Can bumping downwards do better?
Do better than what? I don’t understand what the problem is. A few conditional branches? Modern CPUs are incredibly efficient, with very deep pipelines that do speculative execution. A couple conditional branches is nothing.
But again, maybe I’m misreading or misunderstanding. But in general, unless your conditional branches are in the inner loop of an N^2 operation that happens every frame of a simulation, it just isn’t worth worrying about. Even if you allocate millions of objects (tens of millions? hundreds?) you still probably couldn’t measure the difference.
I got hopeful when I reached the benchmarks section. Aha, now you’ll discover that this doesn’t really affect the overall execution time! But… no, you’re measuring the improvement for each allocation. Sure, that’s nice, but allocations in general don’t happen enough to impact overall execution time, unless you’re talking about large-scale allocations like string allocations throughout an entire codebase. And in those cases, the performance gain from switching from malloc to a small block allocator is so great that the timing difference of a few conditionals might be a rounding error.

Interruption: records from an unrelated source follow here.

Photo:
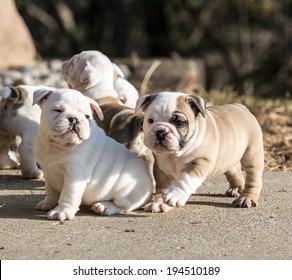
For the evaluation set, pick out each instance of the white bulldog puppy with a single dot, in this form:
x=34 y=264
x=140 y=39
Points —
x=19 y=118
x=81 y=164
x=93 y=74
x=191 y=143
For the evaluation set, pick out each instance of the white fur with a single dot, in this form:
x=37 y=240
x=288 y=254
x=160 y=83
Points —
x=21 y=120
x=220 y=140
x=93 y=74
x=95 y=171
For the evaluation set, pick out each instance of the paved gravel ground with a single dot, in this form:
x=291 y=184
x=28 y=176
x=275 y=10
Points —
x=206 y=228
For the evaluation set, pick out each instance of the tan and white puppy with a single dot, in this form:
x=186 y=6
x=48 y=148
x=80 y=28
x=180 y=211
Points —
x=191 y=143
x=19 y=118
x=93 y=74
x=81 y=164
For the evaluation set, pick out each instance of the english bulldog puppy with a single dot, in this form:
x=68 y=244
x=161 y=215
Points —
x=191 y=143
x=81 y=164
x=125 y=126
x=19 y=118
x=93 y=74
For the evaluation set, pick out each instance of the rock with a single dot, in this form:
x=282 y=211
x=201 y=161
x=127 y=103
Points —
x=16 y=47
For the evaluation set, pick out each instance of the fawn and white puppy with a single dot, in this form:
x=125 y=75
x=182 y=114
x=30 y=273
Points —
x=93 y=74
x=81 y=164
x=191 y=143
x=19 y=118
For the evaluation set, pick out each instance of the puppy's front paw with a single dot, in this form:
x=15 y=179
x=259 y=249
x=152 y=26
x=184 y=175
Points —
x=157 y=206
x=46 y=204
x=62 y=214
x=174 y=196
x=105 y=208
x=232 y=192
x=246 y=201
x=34 y=174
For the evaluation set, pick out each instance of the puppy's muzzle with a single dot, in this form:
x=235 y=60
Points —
x=74 y=125
x=160 y=136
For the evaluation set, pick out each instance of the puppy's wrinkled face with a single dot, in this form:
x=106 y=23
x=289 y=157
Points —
x=67 y=118
x=169 y=122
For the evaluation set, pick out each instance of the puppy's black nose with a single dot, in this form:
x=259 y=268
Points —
x=160 y=135
x=73 y=124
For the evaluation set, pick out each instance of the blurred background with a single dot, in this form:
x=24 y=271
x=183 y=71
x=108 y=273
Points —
x=244 y=45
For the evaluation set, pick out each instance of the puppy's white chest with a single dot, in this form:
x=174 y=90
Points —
x=170 y=166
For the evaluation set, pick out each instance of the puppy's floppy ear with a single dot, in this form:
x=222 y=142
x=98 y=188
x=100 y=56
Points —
x=117 y=72
x=40 y=95
x=95 y=107
x=88 y=74
x=144 y=101
x=197 y=103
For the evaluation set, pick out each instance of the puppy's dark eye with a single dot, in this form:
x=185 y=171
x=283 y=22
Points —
x=178 y=121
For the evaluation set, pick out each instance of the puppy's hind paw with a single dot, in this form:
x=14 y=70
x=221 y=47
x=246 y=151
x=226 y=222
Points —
x=46 y=204
x=106 y=208
x=244 y=201
x=62 y=214
x=157 y=207
x=174 y=197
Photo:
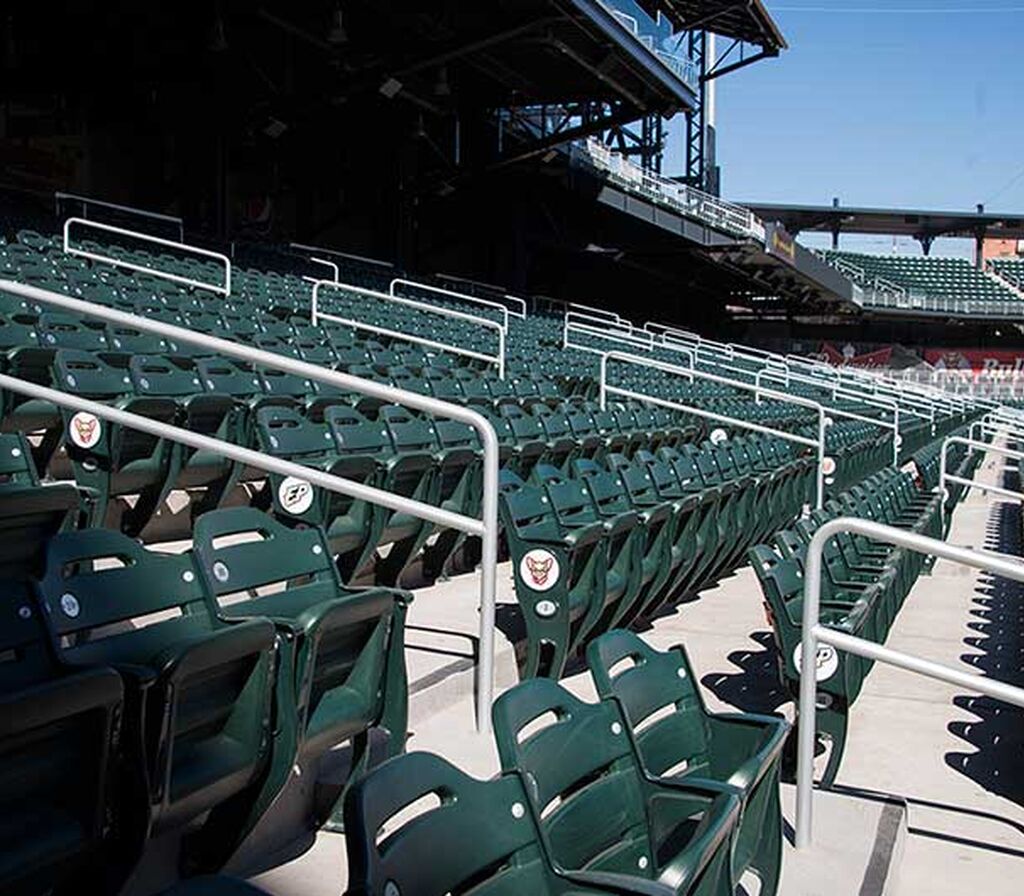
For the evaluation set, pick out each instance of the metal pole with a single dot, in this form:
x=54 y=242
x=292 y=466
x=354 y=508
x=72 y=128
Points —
x=813 y=632
x=118 y=262
x=389 y=394
x=458 y=296
x=315 y=314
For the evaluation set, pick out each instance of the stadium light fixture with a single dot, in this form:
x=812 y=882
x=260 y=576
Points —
x=337 y=35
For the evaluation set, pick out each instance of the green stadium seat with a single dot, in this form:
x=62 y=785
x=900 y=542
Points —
x=741 y=751
x=341 y=668
x=198 y=691
x=473 y=836
x=599 y=811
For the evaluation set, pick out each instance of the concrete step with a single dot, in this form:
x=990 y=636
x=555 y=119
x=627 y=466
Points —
x=857 y=850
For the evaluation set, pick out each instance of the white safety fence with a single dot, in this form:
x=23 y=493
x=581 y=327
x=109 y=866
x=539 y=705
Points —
x=485 y=525
x=224 y=287
x=316 y=315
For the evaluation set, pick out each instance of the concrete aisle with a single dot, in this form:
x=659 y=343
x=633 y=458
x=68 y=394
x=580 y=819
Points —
x=956 y=761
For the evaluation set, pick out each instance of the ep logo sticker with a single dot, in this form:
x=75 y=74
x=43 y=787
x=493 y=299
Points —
x=85 y=430
x=540 y=570
x=825 y=664
x=295 y=496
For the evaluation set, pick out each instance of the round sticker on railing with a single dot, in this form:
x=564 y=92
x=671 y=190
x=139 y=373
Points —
x=85 y=430
x=825 y=664
x=295 y=496
x=540 y=570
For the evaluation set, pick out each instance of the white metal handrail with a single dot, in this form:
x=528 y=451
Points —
x=678 y=197
x=818 y=444
x=326 y=263
x=972 y=445
x=598 y=312
x=459 y=297
x=85 y=202
x=224 y=288
x=897 y=438
x=814 y=633
x=627 y=334
x=315 y=315
x=485 y=525
x=321 y=250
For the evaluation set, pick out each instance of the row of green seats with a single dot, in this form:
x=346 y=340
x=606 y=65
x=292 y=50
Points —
x=863 y=587
x=146 y=693
x=613 y=797
x=597 y=546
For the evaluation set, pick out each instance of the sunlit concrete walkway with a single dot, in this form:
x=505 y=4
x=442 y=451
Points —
x=954 y=764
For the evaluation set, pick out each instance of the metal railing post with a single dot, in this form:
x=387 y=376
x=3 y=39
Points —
x=145 y=238
x=486 y=526
x=315 y=315
x=459 y=297
x=813 y=633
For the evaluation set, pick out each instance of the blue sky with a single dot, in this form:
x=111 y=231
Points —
x=883 y=105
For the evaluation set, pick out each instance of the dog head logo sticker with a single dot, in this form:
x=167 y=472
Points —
x=825 y=663
x=85 y=430
x=295 y=496
x=540 y=570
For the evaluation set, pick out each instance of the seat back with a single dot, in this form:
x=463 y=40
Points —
x=659 y=696
x=96 y=581
x=253 y=565
x=581 y=773
x=56 y=737
x=469 y=836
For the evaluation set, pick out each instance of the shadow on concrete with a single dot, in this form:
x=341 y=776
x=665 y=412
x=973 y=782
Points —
x=757 y=686
x=996 y=650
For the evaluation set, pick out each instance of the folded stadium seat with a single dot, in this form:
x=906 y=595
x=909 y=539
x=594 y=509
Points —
x=585 y=431
x=199 y=692
x=598 y=810
x=681 y=522
x=283 y=388
x=721 y=531
x=472 y=836
x=560 y=574
x=641 y=436
x=201 y=412
x=698 y=537
x=128 y=340
x=561 y=444
x=404 y=378
x=840 y=675
x=110 y=460
x=611 y=501
x=624 y=542
x=614 y=440
x=276 y=345
x=225 y=378
x=30 y=512
x=410 y=473
x=458 y=469
x=738 y=750
x=341 y=668
x=58 y=739
x=530 y=438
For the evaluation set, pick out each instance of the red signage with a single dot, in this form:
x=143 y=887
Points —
x=848 y=356
x=975 y=358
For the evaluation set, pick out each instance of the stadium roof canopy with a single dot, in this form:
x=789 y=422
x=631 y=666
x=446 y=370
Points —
x=923 y=225
x=745 y=20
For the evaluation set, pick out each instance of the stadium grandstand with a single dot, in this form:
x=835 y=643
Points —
x=408 y=487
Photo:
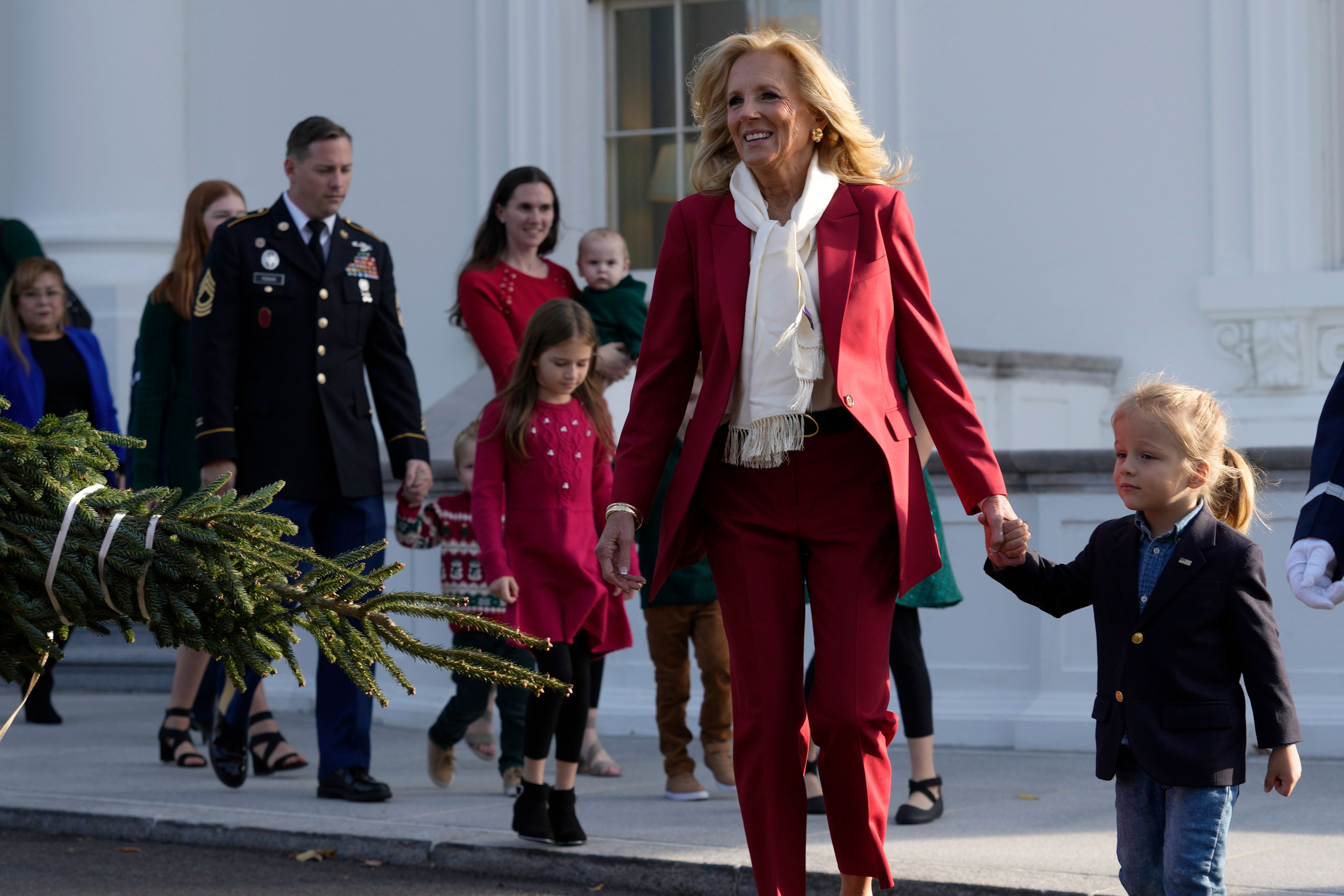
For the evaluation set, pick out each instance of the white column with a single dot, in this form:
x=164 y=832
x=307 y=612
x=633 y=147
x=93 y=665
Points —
x=100 y=166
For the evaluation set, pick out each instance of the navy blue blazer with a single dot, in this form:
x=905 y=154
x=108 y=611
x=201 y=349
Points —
x=1323 y=512
x=1170 y=679
x=27 y=390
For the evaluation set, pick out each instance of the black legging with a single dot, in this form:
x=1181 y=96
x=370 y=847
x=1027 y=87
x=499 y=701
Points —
x=905 y=655
x=596 y=675
x=554 y=715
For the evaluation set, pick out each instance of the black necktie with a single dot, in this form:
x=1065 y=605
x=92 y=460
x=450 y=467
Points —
x=315 y=245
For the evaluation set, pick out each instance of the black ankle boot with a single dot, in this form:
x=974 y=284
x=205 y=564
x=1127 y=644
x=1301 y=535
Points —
x=38 y=711
x=565 y=824
x=530 y=816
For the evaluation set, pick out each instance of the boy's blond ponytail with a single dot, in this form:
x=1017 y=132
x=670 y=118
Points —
x=1232 y=496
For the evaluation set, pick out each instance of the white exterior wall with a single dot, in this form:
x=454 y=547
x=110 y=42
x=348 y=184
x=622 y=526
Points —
x=1135 y=181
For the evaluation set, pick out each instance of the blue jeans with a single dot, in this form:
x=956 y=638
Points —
x=344 y=713
x=1171 y=841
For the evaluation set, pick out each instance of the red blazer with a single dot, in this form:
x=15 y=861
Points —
x=874 y=304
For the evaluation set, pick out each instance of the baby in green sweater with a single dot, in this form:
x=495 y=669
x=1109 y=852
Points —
x=612 y=298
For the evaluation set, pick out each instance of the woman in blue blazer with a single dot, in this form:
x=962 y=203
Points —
x=49 y=369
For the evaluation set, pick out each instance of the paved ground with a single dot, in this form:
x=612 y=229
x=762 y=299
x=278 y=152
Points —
x=41 y=866
x=1015 y=820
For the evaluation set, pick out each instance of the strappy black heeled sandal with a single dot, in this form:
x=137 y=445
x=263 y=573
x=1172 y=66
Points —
x=909 y=814
x=271 y=739
x=173 y=738
x=816 y=805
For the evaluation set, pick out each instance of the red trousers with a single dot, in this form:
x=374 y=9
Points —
x=824 y=520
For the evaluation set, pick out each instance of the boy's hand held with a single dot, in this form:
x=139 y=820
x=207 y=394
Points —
x=504 y=589
x=1284 y=770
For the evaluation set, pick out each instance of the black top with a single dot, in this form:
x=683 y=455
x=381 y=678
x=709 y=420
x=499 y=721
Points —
x=1171 y=676
x=66 y=375
x=280 y=347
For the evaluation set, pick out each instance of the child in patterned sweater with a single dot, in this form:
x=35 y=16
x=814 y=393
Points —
x=447 y=524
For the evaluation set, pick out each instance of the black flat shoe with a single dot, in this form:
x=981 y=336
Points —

Not trying to be negative here, fwiw.
An author of a bump allocation library found that bumping downwards improves allocation throughput by 19% compared to bumping upwards. Why is that not significant? Bump allocator may not be a bottleneck for you, but it is a bottleneck for some workloads.
Of course it’s significant. I’m not trying to minimize the contribution. I am saying, as someone who has experience with a variety of large codebases, when you profile to find out where the time is spent, the allocator itself is almost never the issue except for strings. So a 19% throughput in the allocator would equate to almost no overall time savings.
To put it differently, pick any random section of your codebase. You can improve that by 19%. But unless that section is actually the bottleneck at runtime, there will be no difference.
That doesn’t mean it’s a waste of time. For example, I learned more about Rust from reading this.
Also, I didn’t realize that he was the author of a library. Yes, I agree that library authors should generally try to make their libraries more efficient if it’s easy to do. I was just surprised that this particular workload would make a difference at all. It sounded like it was picking this code out of thin air, but that was likely where I misread.
A very interesting dig into details, but I wonder how specific it is to x86 family code? Does ARM or other targets also benefit from this?
It should - it does better mostly by requiring fewer overflow checks. If anything this probably makes less of a difference on most x86 chips due to smarter branch prediction algorithms.
It should even help on non-pipelined chips (where the relative cost of branching is smaller because everything is slower) just by having fewer instructions.